Love letters, sadly, are a dying breed. So if you are lucky enough to come across one of these near-extinct species it is only right to keep it safe.
Another casualty of the battle between letters and emails is the word 'Dear'. Most emails I receive start, 'Hi Libby'. It would be somewhat unusual to address someone as 'Dear so-and-so' in a text. Yet the endearment is, well, endearing. When I start my letters to Juliette (usually she writes in English, I write in French) I like writing 'Ma Chère Juliette', because she is my dear friend.
It makes me sad that there are many of my friends whose handwriting I wouldn't recognise. The way we write is such an expressive and personal thing, like the way we sneeze, the sound of our laugh or whether we have dimples when we smile. (In my case: loudly, loudly, and yes.)
One of the problems is that we have become so unaccustomed to sending letters that it is difficult to ask for someone's address without sounding like a stalker.

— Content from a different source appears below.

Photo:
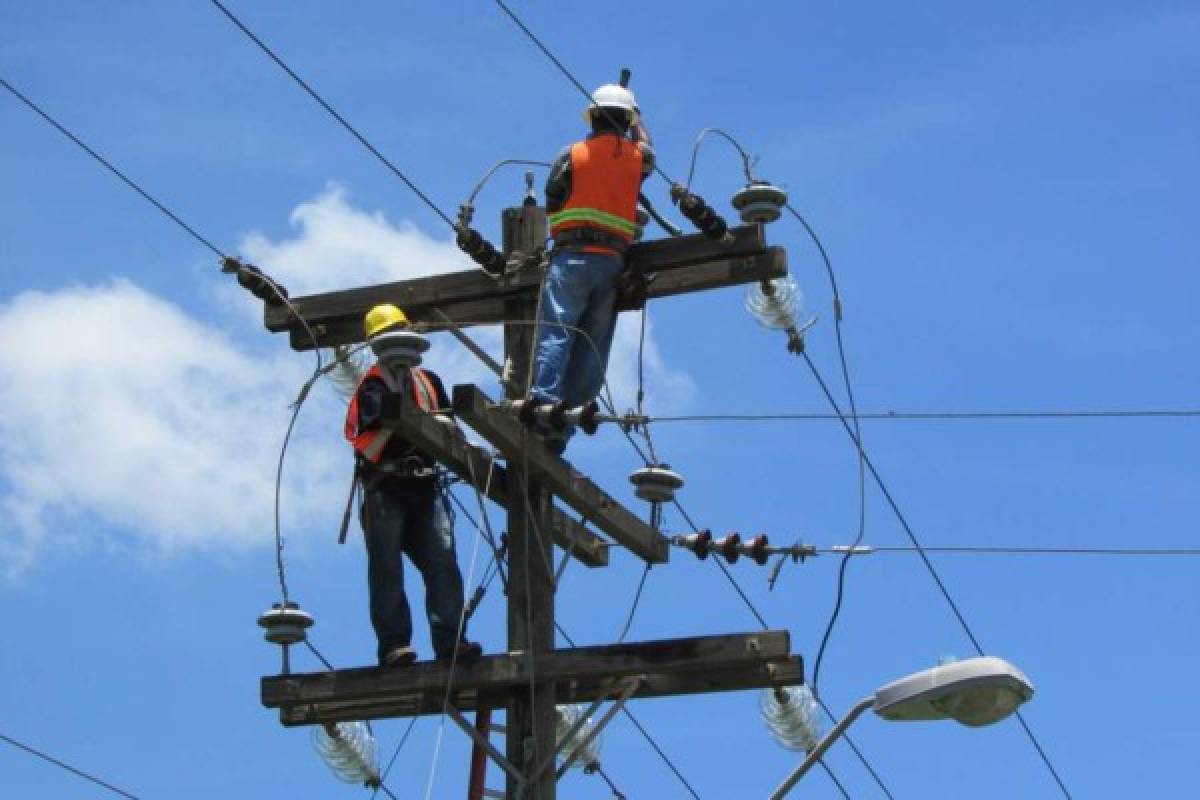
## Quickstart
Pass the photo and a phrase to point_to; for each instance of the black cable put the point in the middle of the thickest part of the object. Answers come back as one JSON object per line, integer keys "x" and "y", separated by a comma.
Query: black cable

Somehow, "where do you live?" just comes out in a sinister tone. There are many friends who I would sometimes like to write to, but then I remember I only know the way to their Facebook pages, and not necessarily their homes.
It has been a long time since Juliette and I last wrote to each other. University has been hectic for both of us, and it is true that one of the downsides to letter-writing is that it takes time. (Especially when you are not writing in your first language.) Next week I am going to visit her in Paris, but I think beforehand I will put a letter in the post anyway. I may arrive before it does, but I know that when it does arrive it will make her smile, because receiving letters from her makes me smile. And, how can you expect a lovely letter to fall on your doormat if you cannot make time to write one?
To my dear people of the world: write. Even at risk of sounding like a stalker, ask your friends for their addresses, and write them a letter. It will make their day, and when they write back to you it will make yours.
And if anything, do it for the good of humanity. I don't know about you, but I want to live in a world where the sound of post being fed through the letter box can bring excitement and not just the thought of bills, where I recognise my friends' handwriting and not just their phone numbers and where stacks of old letters are the things I would save in a burning building.
Now if you will excuse me, I have some letters to write.